Layout Policies: global routines and local routines

Global policies: decides on placement of files and directories, spreads unrelated data in different cylinder groups, localize data that is concurrently accessed (same disk). (i.e., put all inodes for files in the same directory in same cylinder group so “ls” runs fast; put all data blocks of same file in same cylinder group, preferably at rotationally optimal locations in a cylinder. if file size > 48K, spread out across multiple cylinder groups to prevent any one from getting too full.)

Local policies: use locally optimal scheme to lay out data in blocks

if a given block is requested but is already being used:

1) look for next rotationally close block (same cylinder)

2) same cylinder group

3) hash cylinder group number to figure out next cylinder group to go to
(“quadratic” hash is used because good at finding unused spots in full hash tables)

4) exhaustive search across all cylinder group

Performance: (compared to old UNIX file org)

ls is 2x faster for dirs with many sub-dirs; up to 8x as fast with only large # of files

(tests had to be run w/ enough data read/written so that OS bufferng would not affect results)

In new FS, transfer rates don’t change over time like in old FS. (Files don’t get fragmented and split up as much due to new policies :)) Instead, performance only gets worse when disk is over 90% full.
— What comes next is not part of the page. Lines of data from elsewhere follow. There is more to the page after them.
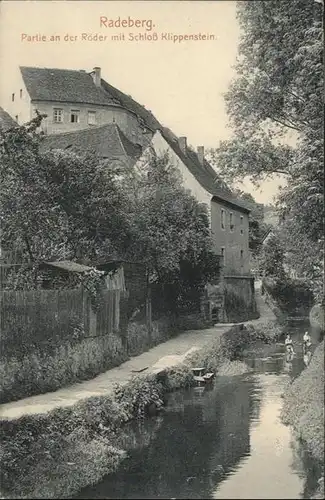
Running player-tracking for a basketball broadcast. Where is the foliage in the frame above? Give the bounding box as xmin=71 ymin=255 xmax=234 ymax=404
xmin=234 ymin=188 xmax=270 ymax=256
xmin=281 ymin=341 xmax=324 ymax=464
xmin=259 ymin=232 xmax=285 ymax=279
xmin=0 ymin=119 xmax=219 ymax=306
xmin=117 ymin=152 xmax=219 ymax=310
xmin=246 ymin=319 xmax=284 ymax=343
xmin=209 ymin=0 xmax=324 ymax=295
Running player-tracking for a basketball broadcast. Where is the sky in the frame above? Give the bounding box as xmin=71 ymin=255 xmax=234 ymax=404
xmin=0 ymin=0 xmax=279 ymax=203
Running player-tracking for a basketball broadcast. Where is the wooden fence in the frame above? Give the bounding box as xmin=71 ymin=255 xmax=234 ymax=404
xmin=0 ymin=288 xmax=120 ymax=356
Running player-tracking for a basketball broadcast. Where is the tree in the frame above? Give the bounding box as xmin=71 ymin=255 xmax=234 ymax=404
xmin=0 ymin=119 xmax=218 ymax=303
xmin=209 ymin=0 xmax=324 ymax=296
xmin=119 ymin=151 xmax=218 ymax=280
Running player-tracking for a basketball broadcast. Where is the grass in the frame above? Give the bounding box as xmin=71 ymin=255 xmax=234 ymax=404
xmin=0 ymin=325 xmax=278 ymax=498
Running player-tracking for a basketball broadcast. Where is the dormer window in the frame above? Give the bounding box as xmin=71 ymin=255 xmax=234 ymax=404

New FS gets up to 50% disk bandwidth mostly due to larger block size and better layout. Perf is now limited by speed of memory copy from kernel disk buffers to user space buffers (this takes 40% of the time). Didn’t optimize any further because otherwise would have to make user buffers aligned on page boundries to take advantage of DMA.

Further improvements can be obtained by chaining together kernel buffers to read/write more than one block at a time, and allocating blocks to files more than one at a time for large writes. Neither of these implemented because current bottleneck was processor speed.

Other Enhancements.

Long filenames. Fixed size directory entires... max 255 chars in filename

File Locking. Hard locks—enforced by OS. Advisory locks—programs cooperate but no hard enforcement. UNIX sysadmin can override either scheme, and processes running as root would need a separate mechanism since the process would get lock whenever it wants. Advisory locks: shared or exclusive. Many processes can hold shared or one can hold exclusive. (Files must be open to obtain locks, and don’t need to be closed before a lock can be obtained. This allows a process to upgrade from a shared to an exclusive lock without having to close the file.) If lock can’t be granted, process blocks or can alternatively use a non-blocking call that returns with an error if lock cannot be granted. No deadlock detection implemented.

Symbolic links. Hard link—directory links to inode for a file that can be in other directories as well. Soft link— a file that contains a pathname to file being linked to. Pathname can be either absolute or relative. Three system calls were added to support detection, reading, and writing of symbolic links.

System call for renaming, and ability to enforce quotas (soft limit & hard limits) also added.